Dans une dizaine de jours débutera à la galerie Maria Lund une exposition personnelle de la photographe suédoise Helene Schmitz. Intitulée Studies in Falling, du nom de la série qui y sera présentée, elle se composera d’une dizaine de photographies réalisées dans le parc naturel de Jasmund situé sur l’île de Rügen en mer Baltique.

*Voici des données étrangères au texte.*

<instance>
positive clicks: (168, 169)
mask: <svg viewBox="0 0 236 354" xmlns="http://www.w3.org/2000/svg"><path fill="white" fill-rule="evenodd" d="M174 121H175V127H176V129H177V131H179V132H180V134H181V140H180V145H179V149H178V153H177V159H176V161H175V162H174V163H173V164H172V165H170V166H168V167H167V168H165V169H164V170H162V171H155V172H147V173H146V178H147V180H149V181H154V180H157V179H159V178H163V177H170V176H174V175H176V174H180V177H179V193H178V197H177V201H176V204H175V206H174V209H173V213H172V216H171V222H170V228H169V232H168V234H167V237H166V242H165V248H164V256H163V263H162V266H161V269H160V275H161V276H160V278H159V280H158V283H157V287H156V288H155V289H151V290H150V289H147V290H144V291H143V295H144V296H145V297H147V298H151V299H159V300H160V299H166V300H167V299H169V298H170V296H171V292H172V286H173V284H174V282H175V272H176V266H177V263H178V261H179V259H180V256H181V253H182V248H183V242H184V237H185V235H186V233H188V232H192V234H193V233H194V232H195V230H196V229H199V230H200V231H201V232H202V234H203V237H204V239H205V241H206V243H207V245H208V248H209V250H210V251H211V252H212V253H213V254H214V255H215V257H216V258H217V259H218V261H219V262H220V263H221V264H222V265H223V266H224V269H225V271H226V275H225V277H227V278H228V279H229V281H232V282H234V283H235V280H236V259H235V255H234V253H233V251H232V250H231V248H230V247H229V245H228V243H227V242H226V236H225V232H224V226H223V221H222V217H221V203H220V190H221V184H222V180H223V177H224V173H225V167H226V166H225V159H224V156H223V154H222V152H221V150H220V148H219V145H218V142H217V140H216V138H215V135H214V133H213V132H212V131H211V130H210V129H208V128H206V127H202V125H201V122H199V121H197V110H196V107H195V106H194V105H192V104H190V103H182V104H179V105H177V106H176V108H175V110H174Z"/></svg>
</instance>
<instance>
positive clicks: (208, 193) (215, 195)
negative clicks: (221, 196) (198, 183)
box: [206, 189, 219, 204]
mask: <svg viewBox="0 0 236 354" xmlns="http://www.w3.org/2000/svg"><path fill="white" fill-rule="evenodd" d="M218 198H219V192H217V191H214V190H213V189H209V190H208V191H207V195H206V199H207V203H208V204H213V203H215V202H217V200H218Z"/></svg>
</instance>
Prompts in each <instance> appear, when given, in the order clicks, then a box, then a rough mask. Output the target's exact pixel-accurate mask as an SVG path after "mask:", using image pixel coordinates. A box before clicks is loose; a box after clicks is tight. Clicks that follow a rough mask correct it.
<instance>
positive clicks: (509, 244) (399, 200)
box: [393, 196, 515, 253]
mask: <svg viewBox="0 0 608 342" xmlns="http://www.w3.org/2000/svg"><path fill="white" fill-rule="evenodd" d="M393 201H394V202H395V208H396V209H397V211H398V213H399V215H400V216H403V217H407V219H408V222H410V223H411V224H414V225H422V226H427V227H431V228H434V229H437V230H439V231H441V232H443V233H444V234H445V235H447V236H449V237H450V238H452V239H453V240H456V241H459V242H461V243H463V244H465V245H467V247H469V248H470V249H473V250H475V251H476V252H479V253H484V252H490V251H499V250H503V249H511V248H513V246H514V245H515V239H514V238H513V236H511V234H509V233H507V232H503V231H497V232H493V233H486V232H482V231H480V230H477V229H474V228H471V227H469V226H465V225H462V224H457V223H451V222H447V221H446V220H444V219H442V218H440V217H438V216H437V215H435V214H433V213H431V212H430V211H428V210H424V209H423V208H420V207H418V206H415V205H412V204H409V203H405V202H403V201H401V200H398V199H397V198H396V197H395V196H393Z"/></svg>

Semblant exposer différents gestes propres à l’univers pictural comme la coulure, la tache ou le brossé, les photographies de falaises de Schmitz proviennent de cet univers. C’est en effet après s’être intéressée à l’huile sur toile Falaises de craie sur l’île de Rügen de Caspar David Friedrich que la photographe, également diplômée d’histoire de l’art, a décidé d’en donner une vision contemporaine. Actuelles, ses images le sont par le cadrage. Là où le maître du romantisme allemand situait le spectateur en surplomb des falaises pour mieux lui rappeler sa petite place face à l’immensité de la nature, Schmitz, qui a pris ses images depuis un bateau, propose des vues frontales qui insistent sur la fragilité de l’environnement. En effet, si dans l’œuvre de Friedrich les humains, à l’instar du chapeau tombé de la tête du personnage central, risquent de dégringoler dans le précipice, c’est la falaise qui révèle son caractère vulnérable dans les œuvres de Schmitz. Ses vues de face, prises de plus ou moins loin, offrent une perspective documentaire du lieu, et de son érosion. La chute concerne le paysage et c’est sans doute en cela que les images de Schmitz sont si contemporaines.
On a souvent parlé de sublime à propos de l’œuvre de Friedrich lequel s’était fait connaître de façon polémique après avoir réalisé un paysage présentant un calvaire vu de loin pour l’autel d’une chapelle (Le Retable de Tetschen). Si ses contemporains n’étaient pas prêts à remplacer les scènes religieuses par des montagnes et des arbres, ses morceaux de nature étaient pourtant tous empreints de sacré, porteurs d’une puissance dépassant de loin celle des humains. Ce caractère sublime était porté par le traitement non académique que Friedrich faisait du paysage. Privilégiant la représentation de phénomènes climatiques particuliers comme une neige éblouissante ou un brouillard voilant la vision, il substituait à la construction en différents plans une composition troublée. Cette incapacité à se repérer est sans nul doute ce qui en a fait le maître du sublime au sens que lui donnait Edmund Burke. « Lorsque nous connaissons toute l’étendue d’un danger, lorsque nous pouvons y habituer les yeux, une grande part d’appréhension s’évanouit » écrivait en effet le philosophe, insistant sur le fait que le sublime comporte toujours une part de terreur.
À l’inverse, il n’y a rien d’obscur dans l’œuvre de Schmitz. Le spectateur voit les strates des blocs de falaises qui auparavant existaient, les traînées de boue formées par ceux tombés récemment et, face aux racines mises à nu, il peut même anticiper quels seront les prochains arbres à tomber. Claire, la vision est néanmoins terrible, peut-être parce que ce qui est montré ne renvoie pas à des idées abstraites mais à l’objet qui nous fait face, que la chute n’est pas ici une métaphore mais une réalité qu’on ne parvient pas à empêcher. La nature, péril pour l’Homme et en cela sublime chez le peintre Friedrich, est ici au départ d’un sentiment étrange, une sorte de nostalgie pour quelque chose qui néanmoins, le médium photographique en témoigne, n’a pas encore disparu.